Paul Hammant's Blog:
Scraping DZone Syndication Stats
Update (Sept 2015): scroll to the bottom of the page for better script.
DZone syndicate some of my blog entries. I used to keep a list by hand, but it is easy to get out of step that way. That’s a manual process too, so why not automate it?
The DZone page is a little tricky to scrape in that it does not show all syndicated articles until a “More” button has been pressed exhaustively. That means we’re looking at Selenium rather than wget or curl.
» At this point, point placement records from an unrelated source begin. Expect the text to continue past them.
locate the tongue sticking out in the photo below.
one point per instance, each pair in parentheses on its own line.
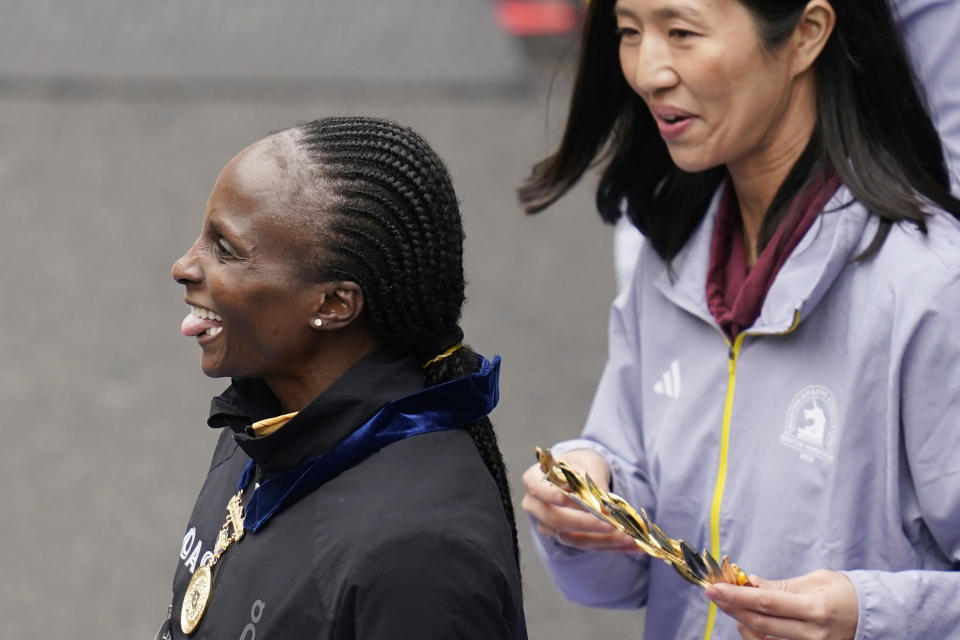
(194,326)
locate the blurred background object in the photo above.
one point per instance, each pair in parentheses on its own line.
(115,118)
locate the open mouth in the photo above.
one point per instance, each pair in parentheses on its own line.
(201,322)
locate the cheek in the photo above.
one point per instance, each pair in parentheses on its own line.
(628,67)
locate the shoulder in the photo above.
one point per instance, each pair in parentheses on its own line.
(429,486)
(425,543)
(922,259)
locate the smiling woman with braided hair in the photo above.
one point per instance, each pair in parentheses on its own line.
(357,489)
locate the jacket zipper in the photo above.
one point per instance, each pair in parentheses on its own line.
(734,355)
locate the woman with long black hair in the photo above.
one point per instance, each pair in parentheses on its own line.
(357,489)
(781,383)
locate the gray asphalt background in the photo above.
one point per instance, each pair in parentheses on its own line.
(115,119)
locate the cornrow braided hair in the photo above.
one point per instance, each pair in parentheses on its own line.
(393,226)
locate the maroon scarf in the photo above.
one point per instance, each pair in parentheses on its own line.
(735,291)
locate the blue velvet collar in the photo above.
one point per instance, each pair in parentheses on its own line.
(449,405)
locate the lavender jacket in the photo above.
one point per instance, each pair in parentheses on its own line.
(826,436)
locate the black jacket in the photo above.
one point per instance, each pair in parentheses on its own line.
(411,542)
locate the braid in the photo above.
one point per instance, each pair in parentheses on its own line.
(460,363)
(393,226)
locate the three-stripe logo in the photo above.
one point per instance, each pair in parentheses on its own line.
(669,384)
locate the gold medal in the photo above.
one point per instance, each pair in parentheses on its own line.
(197,596)
(195,599)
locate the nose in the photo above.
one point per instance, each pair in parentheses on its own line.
(653,67)
(187,269)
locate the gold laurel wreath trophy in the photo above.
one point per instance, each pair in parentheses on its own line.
(698,567)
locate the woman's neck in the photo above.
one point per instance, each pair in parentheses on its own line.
(757,178)
(296,390)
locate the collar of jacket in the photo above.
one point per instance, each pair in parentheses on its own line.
(840,232)
(349,402)
(448,405)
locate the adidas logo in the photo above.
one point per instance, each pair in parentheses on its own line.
(669,384)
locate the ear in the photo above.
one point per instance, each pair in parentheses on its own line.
(336,305)
(812,33)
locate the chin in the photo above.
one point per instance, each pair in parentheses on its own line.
(691,162)
(212,369)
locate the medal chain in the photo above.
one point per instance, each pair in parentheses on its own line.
(235,521)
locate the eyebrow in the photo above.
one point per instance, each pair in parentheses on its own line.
(682,10)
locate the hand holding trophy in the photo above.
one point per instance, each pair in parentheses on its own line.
(698,567)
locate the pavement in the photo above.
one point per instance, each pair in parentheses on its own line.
(115,119)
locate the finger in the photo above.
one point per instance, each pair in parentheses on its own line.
(564,519)
(759,625)
(616,541)
(771,600)
(748,634)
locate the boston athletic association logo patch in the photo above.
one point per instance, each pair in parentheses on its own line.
(813,424)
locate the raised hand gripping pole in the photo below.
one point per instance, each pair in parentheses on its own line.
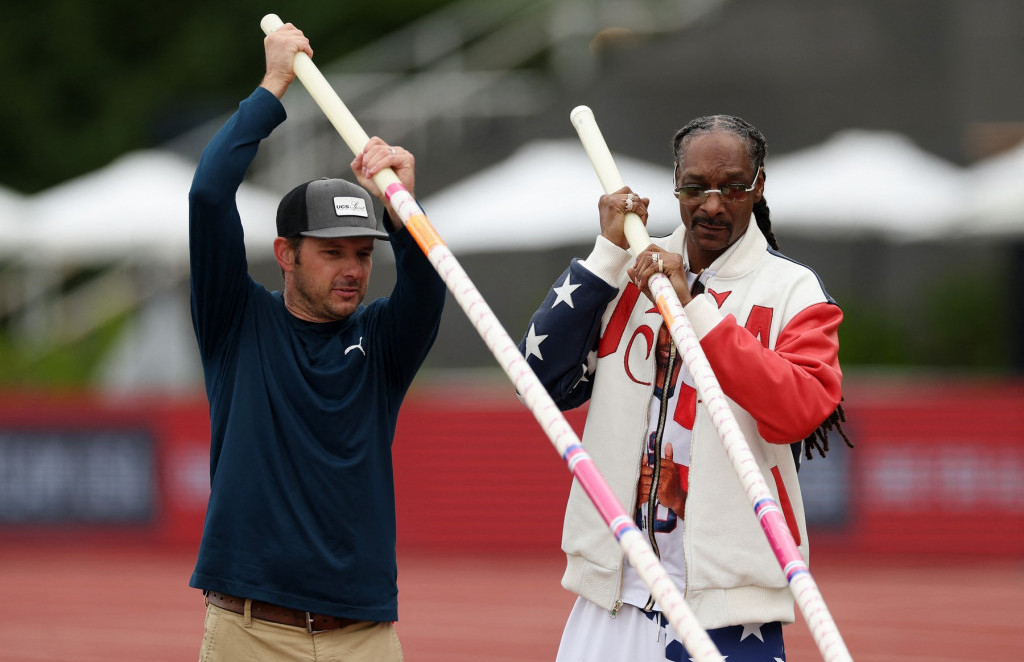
(633,542)
(766,508)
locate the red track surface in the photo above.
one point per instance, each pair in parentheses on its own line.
(92,605)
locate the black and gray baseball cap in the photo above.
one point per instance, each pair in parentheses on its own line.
(329,208)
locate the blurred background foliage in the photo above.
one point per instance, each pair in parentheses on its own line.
(87,81)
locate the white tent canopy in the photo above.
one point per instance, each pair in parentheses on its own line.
(134,208)
(865,181)
(855,183)
(997,187)
(543,195)
(11,218)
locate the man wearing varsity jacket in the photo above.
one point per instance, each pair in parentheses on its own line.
(770,333)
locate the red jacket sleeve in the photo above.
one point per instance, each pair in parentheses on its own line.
(791,389)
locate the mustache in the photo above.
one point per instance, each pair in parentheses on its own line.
(707,220)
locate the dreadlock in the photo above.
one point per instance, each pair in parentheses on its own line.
(757,149)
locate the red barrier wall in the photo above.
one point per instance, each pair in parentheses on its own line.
(938,468)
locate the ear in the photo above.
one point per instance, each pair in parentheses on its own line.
(284,254)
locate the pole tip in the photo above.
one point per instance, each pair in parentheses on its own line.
(270,23)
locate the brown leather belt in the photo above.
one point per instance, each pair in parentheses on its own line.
(274,614)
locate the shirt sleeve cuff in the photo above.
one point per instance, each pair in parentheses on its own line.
(702,315)
(607,260)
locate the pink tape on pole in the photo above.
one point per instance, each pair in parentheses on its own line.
(590,479)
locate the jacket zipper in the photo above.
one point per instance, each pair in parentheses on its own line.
(663,414)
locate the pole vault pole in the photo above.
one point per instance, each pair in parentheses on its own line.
(637,549)
(803,586)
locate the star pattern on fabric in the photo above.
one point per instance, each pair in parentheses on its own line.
(583,375)
(534,343)
(752,628)
(563,293)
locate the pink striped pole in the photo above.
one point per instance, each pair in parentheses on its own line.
(630,538)
(802,585)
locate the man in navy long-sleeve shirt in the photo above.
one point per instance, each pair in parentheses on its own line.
(298,549)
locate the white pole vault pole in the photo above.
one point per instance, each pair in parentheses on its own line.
(637,549)
(803,586)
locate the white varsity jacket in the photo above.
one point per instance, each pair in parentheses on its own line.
(769,331)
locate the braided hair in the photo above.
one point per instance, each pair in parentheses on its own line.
(757,149)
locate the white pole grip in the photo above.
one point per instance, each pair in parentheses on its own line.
(595,147)
(335,110)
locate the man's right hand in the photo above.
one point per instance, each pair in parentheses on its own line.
(281,46)
(613,207)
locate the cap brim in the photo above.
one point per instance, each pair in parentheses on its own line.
(336,233)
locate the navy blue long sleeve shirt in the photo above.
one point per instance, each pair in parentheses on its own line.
(301,511)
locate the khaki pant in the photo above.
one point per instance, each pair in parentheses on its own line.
(237,637)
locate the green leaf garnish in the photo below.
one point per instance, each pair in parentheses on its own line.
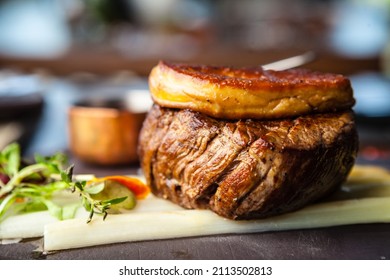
(31,187)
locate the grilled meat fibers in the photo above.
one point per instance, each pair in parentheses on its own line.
(246,169)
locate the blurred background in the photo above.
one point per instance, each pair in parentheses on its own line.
(53,52)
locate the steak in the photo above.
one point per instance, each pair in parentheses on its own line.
(246,169)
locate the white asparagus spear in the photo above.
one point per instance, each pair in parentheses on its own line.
(184,223)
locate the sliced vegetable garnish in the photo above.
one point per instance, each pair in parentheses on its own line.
(31,187)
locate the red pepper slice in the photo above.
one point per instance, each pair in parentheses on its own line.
(139,189)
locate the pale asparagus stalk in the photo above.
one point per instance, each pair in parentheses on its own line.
(185,223)
(32,224)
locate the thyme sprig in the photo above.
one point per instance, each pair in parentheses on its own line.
(28,187)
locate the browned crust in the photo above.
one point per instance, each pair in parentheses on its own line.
(233,93)
(246,169)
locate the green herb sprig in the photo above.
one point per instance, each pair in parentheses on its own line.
(30,187)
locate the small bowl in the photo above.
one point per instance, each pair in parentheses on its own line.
(104,132)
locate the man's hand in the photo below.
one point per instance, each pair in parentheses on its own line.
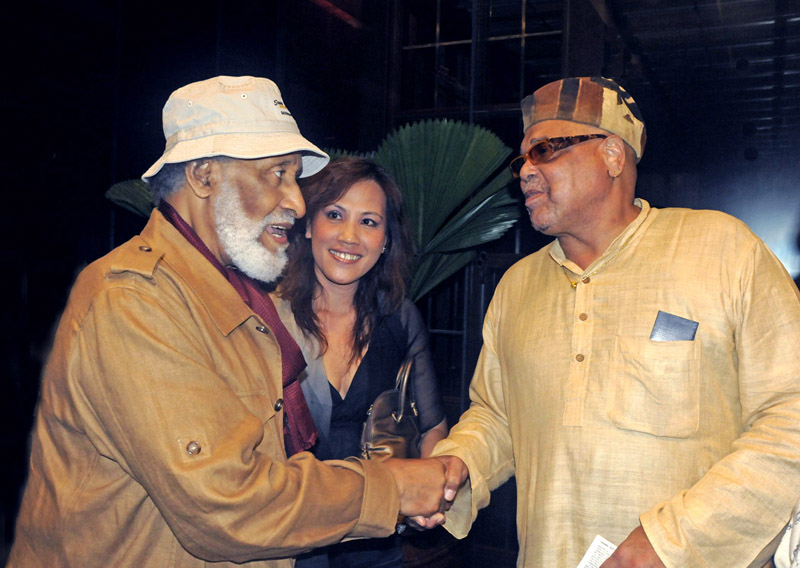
(420,483)
(456,474)
(634,552)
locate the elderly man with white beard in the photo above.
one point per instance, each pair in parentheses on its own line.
(171,428)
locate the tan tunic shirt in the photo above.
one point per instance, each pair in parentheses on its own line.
(158,438)
(604,427)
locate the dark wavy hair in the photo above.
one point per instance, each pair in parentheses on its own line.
(381,290)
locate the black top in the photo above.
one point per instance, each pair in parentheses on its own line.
(400,333)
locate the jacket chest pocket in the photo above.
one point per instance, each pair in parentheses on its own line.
(655,386)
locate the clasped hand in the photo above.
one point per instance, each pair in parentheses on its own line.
(427,488)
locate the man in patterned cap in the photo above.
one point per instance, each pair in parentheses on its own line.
(171,427)
(639,375)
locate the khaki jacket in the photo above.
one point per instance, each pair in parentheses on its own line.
(158,438)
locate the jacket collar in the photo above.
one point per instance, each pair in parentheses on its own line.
(214,292)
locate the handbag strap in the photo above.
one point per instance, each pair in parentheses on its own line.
(402,386)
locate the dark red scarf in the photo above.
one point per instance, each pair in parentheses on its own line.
(299,432)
Here’s some Groovy:
@Grapes(
@Grab(group='org.seleniumhq.selenium', module='selenium-java', version='2.44.0')
)
import org.openqa.selenium.*
import org.openqa.selenium.support.ui.*
import org.openqa.WebDriver.*
import org.openqa.selenium.firefox.FirefoxDriver
import groovy.json.*
WebDriver driver = new FirefoxDriver()
driver.with {
navigate().to("http://dzone.com/users/paulhammant")
// keep clicking "More" button until it disappears
def articleElements = []
while (true) {
def moreButton = By.xpath("//button[@class='more-button']")
try {
// button may arrive in page slowly. timeout after 3 secs
new WebDriverWait(driver, 3).until(ExpectedConditions.visibilityOfElementLocated(moreButton))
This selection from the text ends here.